Slansky is a firm believer that our type isn't definite, but that it matures as we do (after experiencing bad relationships, different settings, stages in life, etc.). “As we grow and learn more about ourselves, our desires in another person can change and develop and often the original type of person we wanted can now be completely different two years down the track," she says.

Slansky believes our type should act as a guideline, instead of a definite black and white checklist.

“I think people should stick to their type, but perhaps not expect that person to have every single thing they have always wanted," she says.“Having a clear idea of what you want and what a relationship needs to be happy and successful is very important. If we can paint a clear picture in our head of the type of man or woman we would like to be with, it helps give us an idea of what areas we are willing to compromise on and which we simply can't.”

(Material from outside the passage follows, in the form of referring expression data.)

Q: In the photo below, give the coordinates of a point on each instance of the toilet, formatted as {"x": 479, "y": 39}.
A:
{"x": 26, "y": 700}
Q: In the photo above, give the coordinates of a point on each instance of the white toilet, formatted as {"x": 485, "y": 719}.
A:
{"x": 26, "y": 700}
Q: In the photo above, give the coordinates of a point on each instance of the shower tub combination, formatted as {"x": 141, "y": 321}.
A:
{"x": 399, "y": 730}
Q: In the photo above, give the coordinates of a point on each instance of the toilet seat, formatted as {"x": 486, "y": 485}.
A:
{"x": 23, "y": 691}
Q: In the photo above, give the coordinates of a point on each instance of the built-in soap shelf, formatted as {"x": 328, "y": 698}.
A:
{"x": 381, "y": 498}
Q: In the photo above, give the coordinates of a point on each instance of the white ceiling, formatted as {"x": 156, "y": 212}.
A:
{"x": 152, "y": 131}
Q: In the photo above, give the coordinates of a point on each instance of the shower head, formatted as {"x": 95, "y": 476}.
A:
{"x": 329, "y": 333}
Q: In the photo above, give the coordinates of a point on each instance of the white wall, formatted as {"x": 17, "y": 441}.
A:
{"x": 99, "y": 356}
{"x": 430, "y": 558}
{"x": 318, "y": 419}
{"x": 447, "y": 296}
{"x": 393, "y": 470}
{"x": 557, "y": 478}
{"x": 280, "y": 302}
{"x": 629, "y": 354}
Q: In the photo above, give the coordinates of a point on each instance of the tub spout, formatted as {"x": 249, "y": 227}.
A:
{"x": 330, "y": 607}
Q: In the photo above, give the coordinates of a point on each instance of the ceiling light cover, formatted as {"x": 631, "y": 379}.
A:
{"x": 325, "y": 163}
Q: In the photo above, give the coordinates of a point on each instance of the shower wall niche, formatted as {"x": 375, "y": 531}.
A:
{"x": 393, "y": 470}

She concludes that having a type is about understanding the qualities that make us compatible with someone else, not just selfishly listing qualities we want.

When I set out to write this piece, I'll admit I wanted a different conclusion. I wanted to say the majority of us married our type and that you should never compromise because you shouldn't have to. But that's not the world we live in.

As is usually the case, the researchers are correct: Our type does change when we meet the person we want to spend our lives with. While the compromising we do will always be subjective and alter from person to person, having a type isn't redundant. It helps us better understand ourselves and what we deserve.